Free books needn't mean crap books, just download out-of-copyright stuff. The 19th century produced nearly all the books that are set works nowadays. In the last few years I've read many classics that I'd missed previously, including
Tolstoy: War and Peace, Anna Karenina
Dostoyevsky: The Idiot, The Brothers Karamazov, The Gambler, Crime and Punishment
Brontes: All the books by all the sisters, had only read half of them before.
Samuel Butler: The Way of All Flesh. Erewhon, Erewhon Revisited.
Joseph Conrad: The Heart of Darkness, currently reading "Under Western Eyes."

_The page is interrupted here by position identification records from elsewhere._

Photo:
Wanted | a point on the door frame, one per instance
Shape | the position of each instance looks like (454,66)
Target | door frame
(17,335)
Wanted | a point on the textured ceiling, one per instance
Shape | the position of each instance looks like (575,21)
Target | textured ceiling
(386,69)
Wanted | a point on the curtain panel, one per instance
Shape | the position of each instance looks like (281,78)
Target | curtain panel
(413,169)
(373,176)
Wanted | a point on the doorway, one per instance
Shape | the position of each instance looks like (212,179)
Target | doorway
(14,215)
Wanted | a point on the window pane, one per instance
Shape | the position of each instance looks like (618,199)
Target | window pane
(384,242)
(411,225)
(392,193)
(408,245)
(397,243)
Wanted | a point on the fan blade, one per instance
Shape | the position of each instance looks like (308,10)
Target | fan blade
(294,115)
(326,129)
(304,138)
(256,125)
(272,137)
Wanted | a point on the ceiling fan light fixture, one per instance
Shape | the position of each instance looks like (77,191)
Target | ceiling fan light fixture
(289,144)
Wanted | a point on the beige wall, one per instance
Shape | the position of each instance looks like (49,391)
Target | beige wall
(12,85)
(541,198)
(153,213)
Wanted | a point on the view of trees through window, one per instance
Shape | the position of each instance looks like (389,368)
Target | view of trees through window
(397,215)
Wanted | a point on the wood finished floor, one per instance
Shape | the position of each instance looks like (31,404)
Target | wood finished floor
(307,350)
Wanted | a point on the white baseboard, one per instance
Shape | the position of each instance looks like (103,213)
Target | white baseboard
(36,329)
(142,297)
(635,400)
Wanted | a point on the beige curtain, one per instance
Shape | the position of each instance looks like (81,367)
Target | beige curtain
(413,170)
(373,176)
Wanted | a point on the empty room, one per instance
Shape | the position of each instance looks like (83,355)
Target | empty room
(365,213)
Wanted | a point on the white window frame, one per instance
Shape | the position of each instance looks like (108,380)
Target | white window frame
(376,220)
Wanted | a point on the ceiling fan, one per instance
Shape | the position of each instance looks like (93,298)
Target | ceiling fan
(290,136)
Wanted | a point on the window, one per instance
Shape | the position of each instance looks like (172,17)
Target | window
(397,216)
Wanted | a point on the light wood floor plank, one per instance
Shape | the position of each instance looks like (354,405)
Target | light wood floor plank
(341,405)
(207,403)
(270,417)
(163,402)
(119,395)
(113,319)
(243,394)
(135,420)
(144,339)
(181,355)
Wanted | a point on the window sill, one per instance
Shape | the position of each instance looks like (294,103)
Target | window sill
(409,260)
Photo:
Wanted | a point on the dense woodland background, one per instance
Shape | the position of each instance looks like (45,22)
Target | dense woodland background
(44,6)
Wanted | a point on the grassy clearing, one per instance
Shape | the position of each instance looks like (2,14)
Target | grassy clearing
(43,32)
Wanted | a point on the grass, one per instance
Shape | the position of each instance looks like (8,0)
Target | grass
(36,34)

Edith Wharton: The House of Mirth
Somerset Maugham: Of Human Bondage
David Lindsay: A Voyage to Arcturus (1920's Science Fiction by a first world war veteran.)
That's just the ones I remember off the top of my head.

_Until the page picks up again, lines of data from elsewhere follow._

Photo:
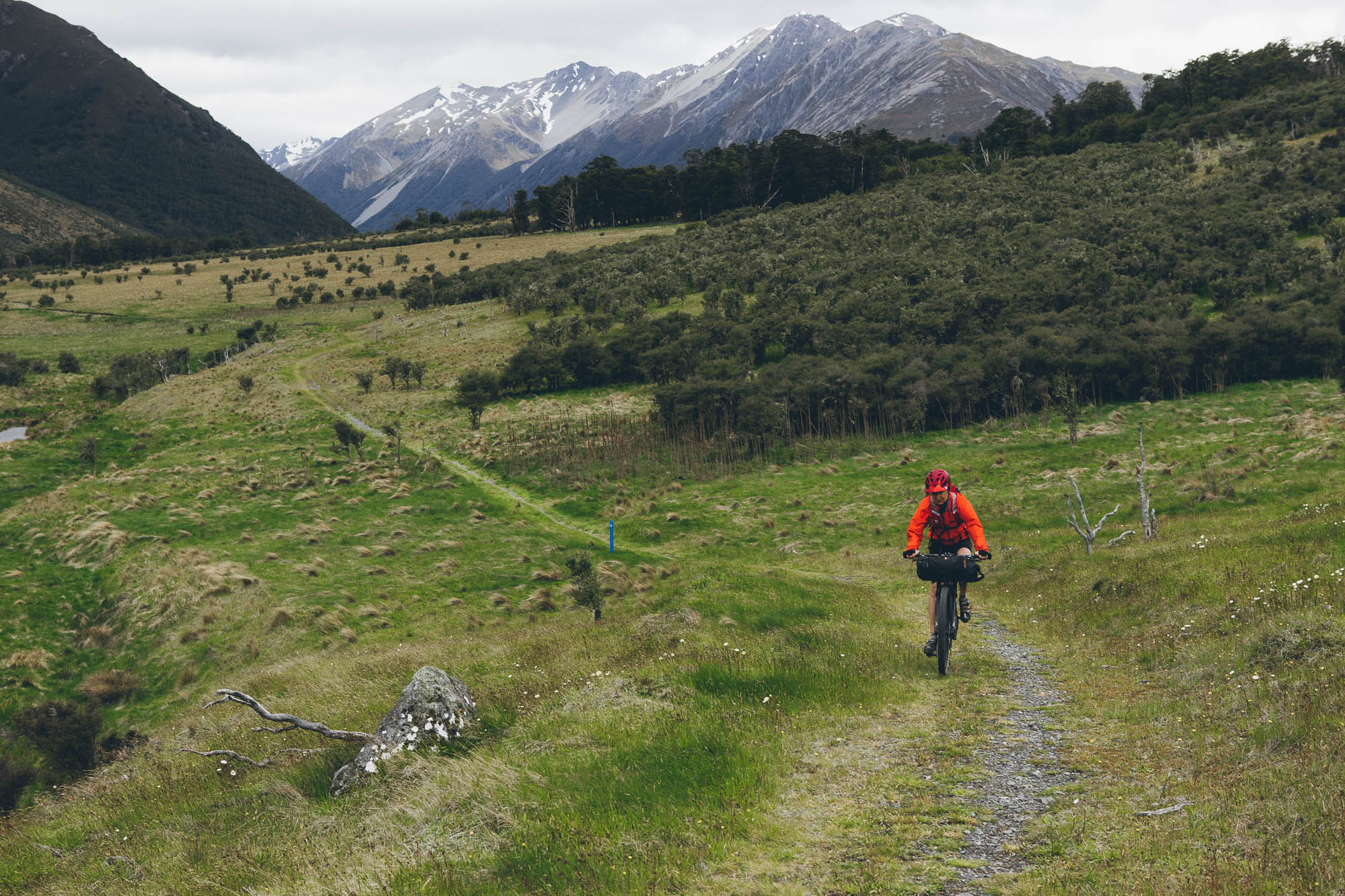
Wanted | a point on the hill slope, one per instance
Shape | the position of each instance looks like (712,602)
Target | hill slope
(34,217)
(89,126)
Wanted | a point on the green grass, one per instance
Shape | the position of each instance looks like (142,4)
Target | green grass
(753,713)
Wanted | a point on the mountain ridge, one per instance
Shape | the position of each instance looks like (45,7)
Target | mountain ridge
(469,146)
(91,127)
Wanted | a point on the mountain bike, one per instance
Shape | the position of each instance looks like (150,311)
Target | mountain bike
(946,571)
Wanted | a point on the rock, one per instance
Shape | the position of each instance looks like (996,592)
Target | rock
(434,706)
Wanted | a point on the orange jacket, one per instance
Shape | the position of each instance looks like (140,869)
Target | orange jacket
(965,512)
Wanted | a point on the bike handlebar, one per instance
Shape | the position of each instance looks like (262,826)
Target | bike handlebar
(976,555)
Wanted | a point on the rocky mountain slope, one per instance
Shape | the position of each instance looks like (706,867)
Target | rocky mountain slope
(88,126)
(462,145)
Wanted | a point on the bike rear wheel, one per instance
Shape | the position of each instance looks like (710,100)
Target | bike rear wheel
(945,631)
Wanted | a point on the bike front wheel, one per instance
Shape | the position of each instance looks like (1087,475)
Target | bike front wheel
(945,624)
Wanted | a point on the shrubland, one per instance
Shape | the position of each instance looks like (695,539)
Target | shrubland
(751,712)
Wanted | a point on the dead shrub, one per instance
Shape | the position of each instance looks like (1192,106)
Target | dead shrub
(108,686)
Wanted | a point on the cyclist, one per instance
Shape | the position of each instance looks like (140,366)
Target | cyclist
(954,529)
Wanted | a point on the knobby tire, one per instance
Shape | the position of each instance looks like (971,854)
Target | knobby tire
(944,624)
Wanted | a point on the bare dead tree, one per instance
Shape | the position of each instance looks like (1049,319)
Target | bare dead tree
(248,759)
(291,723)
(1148,518)
(572,218)
(1118,538)
(1089,533)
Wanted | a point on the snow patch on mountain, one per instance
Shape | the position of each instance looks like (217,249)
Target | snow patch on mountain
(293,151)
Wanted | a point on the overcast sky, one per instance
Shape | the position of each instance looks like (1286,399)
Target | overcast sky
(276,71)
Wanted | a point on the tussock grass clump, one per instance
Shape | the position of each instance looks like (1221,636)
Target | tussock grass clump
(34,658)
(98,635)
(551,573)
(108,686)
(541,599)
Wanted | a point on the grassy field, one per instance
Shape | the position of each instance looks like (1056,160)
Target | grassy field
(753,713)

Now that I think about it, I'm lying about Tolstoy, I read that in paperback, the free editions wouldn't have footnotes translating the French the characters speak to each other, I have no French so would have been lost without footnotes, which my free editions don't have.
I actually had read Heart of Darkness more than once before, but a few days ago DD was fiddling with reader and managed to leave it open in that, I read from there and then re-read the whole book and it a completely different experience from the previous times I read it, I think this is the first time I've managed to slow down and really take in the deliberately dense writing. Someone needs to make a impressionistic over-the-top film to really try and capture it. ("Apocalypse Now" was over-the-top but realistic.)
I have a hundred or so free classics I haven't read before queued up on my reader, lots more on the internet when those are read.